Il y a bien longtemps, mon père m'avait raconté qu'à Montbrehain, pendant la guerre de 1914 - 1918, on payait les
commerçants avec des " tickets " qui remplaçaient les pièces de monnaie. Ce détail m'était totalement sorti de l'esprit jusqu'au jour où nous avons retrouvé un " Bon Municipal de
un franc " émis par la commune de Montbrehain, daté d'octobre 1914 (voir la reproduction ci-contre). Ceci mérite bien quelques explications.
Avant la Grande Guerre, tous les échanges de monnaie entre les particuliers, les commerçants et les employeurs
s'effectuaient en argent liquide, essentiellement avec des pièces de monnaie. Dans les mois qui ont précédé la
déclaration de guerre, la Banque de France a réduit considérablement le nombre de pièces afin de diminuer la masse monétaire en circulation dans le pays, ceci pour financer l'effort de guerre.
Parallèlement, beaucoup de particuliers ont décidé de conserver dans leurs " bas de laine " une plus ou moins grande partie de leurs économies pour les ressortir une fois la guerre terminée.

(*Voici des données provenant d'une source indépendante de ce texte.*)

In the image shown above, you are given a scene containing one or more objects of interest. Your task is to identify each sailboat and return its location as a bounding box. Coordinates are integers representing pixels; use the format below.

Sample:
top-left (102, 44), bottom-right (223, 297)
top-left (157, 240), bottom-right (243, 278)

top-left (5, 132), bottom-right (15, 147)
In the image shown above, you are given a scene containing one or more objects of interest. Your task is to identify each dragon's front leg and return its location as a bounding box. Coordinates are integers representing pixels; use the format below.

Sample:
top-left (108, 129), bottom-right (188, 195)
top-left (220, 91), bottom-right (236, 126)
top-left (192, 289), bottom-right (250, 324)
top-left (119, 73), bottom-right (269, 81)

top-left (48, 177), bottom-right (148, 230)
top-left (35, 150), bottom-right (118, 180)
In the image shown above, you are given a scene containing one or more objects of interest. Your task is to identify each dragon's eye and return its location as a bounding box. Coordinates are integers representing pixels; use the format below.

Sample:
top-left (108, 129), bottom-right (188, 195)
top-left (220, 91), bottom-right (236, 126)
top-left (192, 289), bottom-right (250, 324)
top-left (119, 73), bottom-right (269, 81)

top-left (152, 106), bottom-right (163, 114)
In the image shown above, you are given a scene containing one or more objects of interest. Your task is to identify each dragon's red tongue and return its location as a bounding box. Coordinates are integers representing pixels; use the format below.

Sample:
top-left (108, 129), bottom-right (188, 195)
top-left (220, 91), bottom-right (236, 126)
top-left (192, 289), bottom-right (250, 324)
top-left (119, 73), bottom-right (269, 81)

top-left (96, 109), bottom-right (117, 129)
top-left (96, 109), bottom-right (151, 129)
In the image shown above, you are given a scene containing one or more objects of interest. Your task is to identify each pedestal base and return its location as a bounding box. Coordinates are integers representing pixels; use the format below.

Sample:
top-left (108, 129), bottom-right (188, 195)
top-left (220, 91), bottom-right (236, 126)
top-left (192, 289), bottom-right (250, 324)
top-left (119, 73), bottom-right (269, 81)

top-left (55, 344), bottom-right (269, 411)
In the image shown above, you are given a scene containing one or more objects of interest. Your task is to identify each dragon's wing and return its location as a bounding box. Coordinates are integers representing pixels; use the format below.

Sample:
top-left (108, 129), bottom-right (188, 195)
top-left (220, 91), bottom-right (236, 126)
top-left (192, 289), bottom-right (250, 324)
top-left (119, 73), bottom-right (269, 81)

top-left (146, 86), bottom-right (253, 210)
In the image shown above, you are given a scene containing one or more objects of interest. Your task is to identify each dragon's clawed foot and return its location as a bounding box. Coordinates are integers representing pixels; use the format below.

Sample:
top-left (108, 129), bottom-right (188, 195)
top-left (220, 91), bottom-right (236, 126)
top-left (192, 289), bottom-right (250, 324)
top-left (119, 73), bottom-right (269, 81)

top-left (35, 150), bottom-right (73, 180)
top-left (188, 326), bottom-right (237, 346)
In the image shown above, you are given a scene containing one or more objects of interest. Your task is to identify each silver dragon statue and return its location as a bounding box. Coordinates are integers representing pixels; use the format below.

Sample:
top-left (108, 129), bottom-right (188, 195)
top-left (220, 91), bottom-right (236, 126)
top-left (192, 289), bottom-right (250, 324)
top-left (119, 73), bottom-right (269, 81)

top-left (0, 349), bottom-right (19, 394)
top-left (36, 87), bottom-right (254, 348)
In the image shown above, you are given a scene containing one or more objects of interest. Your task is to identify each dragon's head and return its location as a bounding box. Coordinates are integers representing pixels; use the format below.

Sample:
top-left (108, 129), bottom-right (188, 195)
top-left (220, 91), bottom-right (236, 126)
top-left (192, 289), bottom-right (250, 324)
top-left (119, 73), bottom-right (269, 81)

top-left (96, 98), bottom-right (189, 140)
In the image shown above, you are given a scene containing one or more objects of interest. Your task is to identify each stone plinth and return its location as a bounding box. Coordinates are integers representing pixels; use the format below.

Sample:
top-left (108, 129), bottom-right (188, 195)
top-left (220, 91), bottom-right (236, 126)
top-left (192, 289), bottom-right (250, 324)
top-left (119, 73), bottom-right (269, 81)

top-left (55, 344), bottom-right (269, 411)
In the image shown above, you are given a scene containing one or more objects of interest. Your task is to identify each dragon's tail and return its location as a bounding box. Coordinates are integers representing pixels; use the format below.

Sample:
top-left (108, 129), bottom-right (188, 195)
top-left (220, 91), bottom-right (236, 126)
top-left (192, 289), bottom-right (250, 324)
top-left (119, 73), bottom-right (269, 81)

Le
résultat fut que dès le début de la guerre, la pénurie de pièces de monnaie risquait de bloquer la vie de tous les jours en interdisant tout commerce vital pour les habitants.
Dans ce contexte, la Banque de France a autorisé certaines institutions à mettre en circulation des billets ou des
pièces de remplacement, monnaies qui seront échangées une fois la guerre terminée contre des francs. Cette " monnaie de nécessité ", selon l'expression consacrée, sera largement utilisée dans les
régions occupées par les Allemands car la pénurie de pièces de monnaie a été aggravée par les nombreux vols d'argent liquide commis par les soldats ennemis.
Etaient autorisés à émettre une telle monnaie les municipalités, les caisses d'épargne, les banques, les chambres de commerce, les industriels et les commerçants. Même les petits commerçants
pouvaient émettre cette monnaie : ainsi, nous avons découvert que l'épicerie Marlier-Eloire de Beaurevoir avait eu cette autorisation.
Extrait de : http://a.gouge.free.fr/
A Essigny-le-Petit, l'émission des bons a été autorisée par délibération du conseil municipal du 4 mars
1915.
Tous ces bons avaient l'aspect du bon municipal de
50 centimes reproduit ci-dessus. Sur ces bons municipaux devaient figurer la valeur en centimes ou en francs, bien évidemment, mais aussi la date de la délibération du conseil municipal
décidant l'émission, le nom du maire et la date prévue pour le remboursement, dans le cas présent, dans les 6 mois qui suivront la signature de la paix.
Ces bons étaient reliés dans des carnets à souche et le tampon de la mairie était apposé à cheval sur la souche et
sur le bon qui était alors détaché. C'est vraisemblablement cette présentation en carnets à souche qui a fait que les habitants ont appelé les bons des " tickets ".